Elections do funny things to people. Some candidates start spouting promises they know they will never be able to keep if elected, others deny ever having had anything to do with controversial matters or now-unfavourable decisions.

But the one that seems to throw councillors, their highly-paid officers and even the lawyers into almost complete pandemonium is the purdah period.

As far as I have always been able to work out, purduh stretches from the time an election is officially called until the time the polling stations close, and basically stops council staff doing anything which could be seen to promote one political party over another.

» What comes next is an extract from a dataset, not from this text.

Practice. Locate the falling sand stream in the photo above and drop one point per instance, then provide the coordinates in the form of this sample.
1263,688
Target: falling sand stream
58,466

In other words, it is no big deal.

It should be straightforward enough, but of course our friends at Hertsmere Borough Council like to make things complicated, and so we stumble across a peculiar little intricacy of this year’s campaign.

For some time now the authority has broadcast meetings live on the internet, largely to save residents the bother of a trip down to the civic officers, and also to ‘improve e-communications’. A nice enough idea.

But that arrangement has come to an end to make way for purdah, and so tonight’s full meeting of the council, like last week’s executive meeting, will not be broadcast lest a voter sees a councillor say something sensible and thinks ‘right, I’ll vote for him/her’.

Those of you sitting in front of your laptops at 7.30pm expecting to see Messrs Bright, Gamble and Feeney doing their thing, rather than opting for the more sensible choice of watching Coronation Street (insert own soap opera gag here), will therefore be disappointed.

Admittedly it is hardly a cover-up or travesty of Zimbabwean proportions, but still, it is worth wondering why fat cat council executives in their ivory towers think they can make such decisions based seemingly on little fact, knowledge or common sense and without any anticipation that people living in a democracy would then ask ‘why?’.

To highlight the sheer daftness of the decision, I checked out whether members of the public would also be banned from the chamber to stop them being swayed one way or the other? The answer was, of course, ‘no’.

Will the archived meetings from the last six months be removed from the council’s website? No they won’t be.

So why, you may ask, should the webcam be different?

From what I’m told, it appears to come down to how one interprets the word ‘publicity’. Holding a meeting in public does not necessarily publicise any particular candidate, but streaming it live online could.

You really couldn’t make it up, only the council has done exactly that.

Seemingly the same system was run last year during purdah, although why that was seems difficult to ascertain.

I’m told legal advice was sought from other authorities and those people who spend their days studying such things, and after being told that everyone was pretty much doing whatever they wanted, Hertsmere decided to turn the cameras off.

Perhaps the only moral here, other than the fact local authorities have too many staff with too little to do, is as follows.

From time to time a great number of our councillors would do well to remember that they do not have a God-given right to their seat in the chamber. They are elected by us, the public, funded by us, the tax payers, and can be done away with at the ballot box by us, the voters.

In reality it makes little difference whether the meeting is broadcast online — the number of people watching could presumably be counted on the fingers of one hand.

What is more important to remember is that layer upon layer of bureaucracy and legalistic red tape does little to help our elected members in the eyes of their constituents.

While familiarity may breed contempt, a lack of transparency hightens suspicion.

I may yet be proved wrong, but I fully expect there to be terribly low turnouts in most Hertsmere wards up for election on May 1. Perhaps once councillors see only a couple of hundred votes tumble out of the ballot boxes they will realise how their constituents truly feel.